C. Reeves's Standing
We have determined that a "party in interest" to a development project application can establish standing to seek review of a development project decision by alleging facts showing that the decision was unlawful. This showing establishes the individual's injury in fact to his or her legally protected interest in ensuring the lawfulness of development project decisions. See Ainscough, 90 P.3d at 857.
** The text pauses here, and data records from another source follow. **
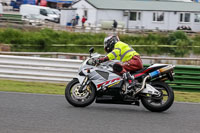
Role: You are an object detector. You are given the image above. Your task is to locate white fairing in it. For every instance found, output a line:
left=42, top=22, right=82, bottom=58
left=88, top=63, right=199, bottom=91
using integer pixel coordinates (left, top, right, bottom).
left=77, top=75, right=85, bottom=85
left=148, top=64, right=168, bottom=68
left=77, top=53, right=122, bottom=91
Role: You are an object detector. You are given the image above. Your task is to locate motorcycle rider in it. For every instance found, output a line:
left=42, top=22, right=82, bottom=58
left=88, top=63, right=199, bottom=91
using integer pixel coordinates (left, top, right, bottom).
left=97, top=35, right=143, bottom=90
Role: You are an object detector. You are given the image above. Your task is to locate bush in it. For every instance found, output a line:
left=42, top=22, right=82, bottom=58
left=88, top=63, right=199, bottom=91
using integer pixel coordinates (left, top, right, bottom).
left=191, top=35, right=200, bottom=55
left=167, top=31, right=193, bottom=56
left=0, top=28, right=24, bottom=49
left=167, top=31, right=191, bottom=45
left=0, top=28, right=198, bottom=57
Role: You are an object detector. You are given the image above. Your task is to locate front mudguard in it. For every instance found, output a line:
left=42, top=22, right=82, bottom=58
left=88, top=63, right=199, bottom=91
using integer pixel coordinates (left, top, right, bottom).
left=75, top=75, right=96, bottom=92
left=75, top=75, right=85, bottom=85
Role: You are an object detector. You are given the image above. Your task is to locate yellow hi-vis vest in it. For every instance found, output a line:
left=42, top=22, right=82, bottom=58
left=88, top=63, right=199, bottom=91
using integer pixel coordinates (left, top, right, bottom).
left=107, top=41, right=139, bottom=62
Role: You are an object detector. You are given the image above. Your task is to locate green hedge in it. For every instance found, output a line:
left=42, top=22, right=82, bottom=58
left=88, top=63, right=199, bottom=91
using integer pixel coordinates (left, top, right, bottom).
left=0, top=28, right=199, bottom=57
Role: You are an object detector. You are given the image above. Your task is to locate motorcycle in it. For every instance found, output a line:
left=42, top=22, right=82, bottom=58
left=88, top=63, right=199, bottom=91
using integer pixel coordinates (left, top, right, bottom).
left=65, top=48, right=175, bottom=112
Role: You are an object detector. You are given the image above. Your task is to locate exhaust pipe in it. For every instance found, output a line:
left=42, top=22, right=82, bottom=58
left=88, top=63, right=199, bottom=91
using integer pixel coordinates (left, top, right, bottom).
left=134, top=75, right=150, bottom=95
left=149, top=65, right=175, bottom=79
left=134, top=65, right=175, bottom=95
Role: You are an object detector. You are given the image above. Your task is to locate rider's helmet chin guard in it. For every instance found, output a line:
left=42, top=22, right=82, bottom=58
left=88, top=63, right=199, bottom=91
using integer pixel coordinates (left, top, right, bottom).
left=104, top=35, right=119, bottom=53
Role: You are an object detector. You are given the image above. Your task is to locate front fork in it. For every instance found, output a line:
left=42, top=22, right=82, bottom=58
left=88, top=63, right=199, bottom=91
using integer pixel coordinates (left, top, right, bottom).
left=78, top=76, right=90, bottom=93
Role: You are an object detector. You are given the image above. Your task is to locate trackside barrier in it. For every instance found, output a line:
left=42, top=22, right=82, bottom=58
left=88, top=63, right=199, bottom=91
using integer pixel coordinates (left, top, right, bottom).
left=0, top=55, right=82, bottom=82
left=0, top=55, right=200, bottom=90
left=168, top=65, right=200, bottom=90
left=1, top=52, right=200, bottom=65
left=0, top=14, right=24, bottom=24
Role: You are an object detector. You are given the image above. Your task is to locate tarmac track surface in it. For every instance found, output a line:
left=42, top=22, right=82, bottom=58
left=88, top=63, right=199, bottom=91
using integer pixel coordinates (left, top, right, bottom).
left=0, top=91, right=200, bottom=133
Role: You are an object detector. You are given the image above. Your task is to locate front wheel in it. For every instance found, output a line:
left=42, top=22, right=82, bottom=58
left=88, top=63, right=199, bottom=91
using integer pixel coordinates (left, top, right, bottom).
left=65, top=78, right=96, bottom=107
left=141, top=81, right=174, bottom=112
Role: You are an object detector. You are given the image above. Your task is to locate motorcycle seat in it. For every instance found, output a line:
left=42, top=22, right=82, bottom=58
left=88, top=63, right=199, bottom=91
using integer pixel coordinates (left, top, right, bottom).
left=130, top=67, right=147, bottom=75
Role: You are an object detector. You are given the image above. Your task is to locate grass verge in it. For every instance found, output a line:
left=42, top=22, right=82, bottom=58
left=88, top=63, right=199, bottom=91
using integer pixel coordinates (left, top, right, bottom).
left=0, top=79, right=199, bottom=103
left=0, top=79, right=66, bottom=95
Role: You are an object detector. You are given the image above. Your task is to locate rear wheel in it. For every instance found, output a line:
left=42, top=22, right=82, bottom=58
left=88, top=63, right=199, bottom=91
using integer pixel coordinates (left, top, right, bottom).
left=65, top=78, right=96, bottom=107
left=141, top=81, right=174, bottom=112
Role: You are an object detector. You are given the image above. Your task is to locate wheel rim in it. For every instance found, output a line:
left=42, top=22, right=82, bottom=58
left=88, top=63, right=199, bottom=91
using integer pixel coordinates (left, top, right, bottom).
left=144, top=86, right=170, bottom=106
left=70, top=83, right=92, bottom=103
Here, Reeves alleged in his complaint that he participated in the initial administrative hearing concerning the Cherry Street Station Development Project. He also alleged that he submitted comments before the hearing. Thus, under the LUC and Municipal Code, he is a "party in interest" to that development project application. See Fort Collins Land Use Code § 2.1.12; Fort Collins Mun. Code § 2-46(4) (5).
Reeves further alleged that the City's approval of the project was unlawful, arbitrary and capricious, and an abuse of discretion because the City Council improperly interpreted the LUC by characterizing interior living floors of the project and a rooftop penthouse as "mezzanines," thus avoiding the Code's height restrictions. These allegations are sufficient to allege an injury in fact to a legally protected interest. Therefore, contrary to the district court's determination, we conclude that Reeves has standing to seek review of the City Council's decision.
Based on our disposition, we do not address Reeves's additional arguments in support of his standing, including his contention that the LUC intended to protect from injury his aesthetic and recreational interests.
The order of dismissal is reversed, and the case is remanded to the district court with directions to reinstate Reeves's complaint and for further proceedings as necessary.
Judge PLANK and Judge KAPELKEfn_, concur.
Sitting by assignment of the Chief Justice under provisions of Colo. Const, art. VI, § 5( 3), and § 24-51-1105, C.R.S.2007.